George Osborne’s soft drinks tax could lead to people consuming more sugar, according to economic think tank the Institute for Fiscal Studies.
IFS director Paul Johnson said less than one fifth of total sugar consumption comes from sugary drinks.
The new levy will therefore have no impact on the other 80%, he added.
And he suggested this could increase as people substitute with other sugary products.
Introducing the IFS’s Budget briefing, he also questioned the structure of the tax, which rises in proportion to the amount of sugar.
Split into two bands, it will be levied against firms which produce sugar-sweetened drinks and will be introduced in two years to give them a chance to drive down their sugar content.

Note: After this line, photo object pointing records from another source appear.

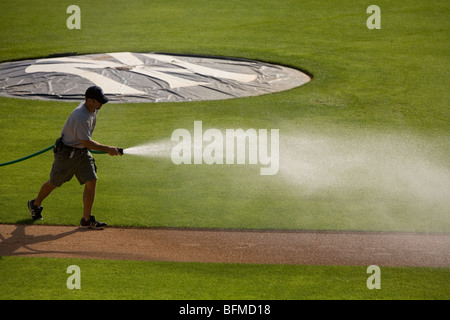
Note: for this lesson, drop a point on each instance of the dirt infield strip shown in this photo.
(228, 246)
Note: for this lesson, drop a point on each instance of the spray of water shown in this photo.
(159, 149)
(387, 167)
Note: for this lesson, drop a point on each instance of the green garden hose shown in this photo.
(38, 153)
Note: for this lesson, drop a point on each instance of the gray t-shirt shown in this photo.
(79, 126)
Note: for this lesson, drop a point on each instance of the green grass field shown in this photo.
(364, 145)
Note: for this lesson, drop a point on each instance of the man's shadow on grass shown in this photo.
(19, 239)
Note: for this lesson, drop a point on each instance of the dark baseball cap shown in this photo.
(96, 93)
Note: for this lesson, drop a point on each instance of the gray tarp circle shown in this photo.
(145, 77)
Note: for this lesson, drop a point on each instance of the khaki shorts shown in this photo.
(80, 164)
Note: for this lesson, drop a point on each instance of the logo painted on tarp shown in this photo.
(145, 77)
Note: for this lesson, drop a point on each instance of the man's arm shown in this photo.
(94, 145)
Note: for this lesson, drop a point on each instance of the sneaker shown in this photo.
(92, 224)
(35, 210)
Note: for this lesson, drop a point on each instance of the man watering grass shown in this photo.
(72, 157)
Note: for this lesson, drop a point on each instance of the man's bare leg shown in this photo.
(88, 198)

One is for products with five grams of sugar or more per 100 millilitres and the second for drinks containing eight grams within the same quantity.
It is expected to raise £520million which will be used to double the funding for sport in every primary school, with secondaries encouraged to offer more sport as part of longer school days.
Treasury sources dismissed the suggestion some people might substitute with food products such as chocolate, insisting “hunger and thirst are two different things”.
In his remarks, Mr Johnson also cast doubt on the calculations Mr Osborne used to get his budget forecast into surplus by 2019-20.
He said the chancellor was “running out of wriggle room” and warned that any further deterioration in the public finances would mean he would be forced to make “genuinely big” tax rises or spending cuts.
But yesterday, Mr Osborne played down this suggestion, insisting he would be able to meet his self-imposed target, although he acknowledged he would have to “alter” his plans if there was another recession.
“There is a commitment to reach a budget surplus in normal times,” he stressed.
In Wednesday’s Budget, the chancellor was forced to announce tens of billions of additional borrowing after the Office for Budget Responsibility (OBR) sharply downgraded its outlook for the economy.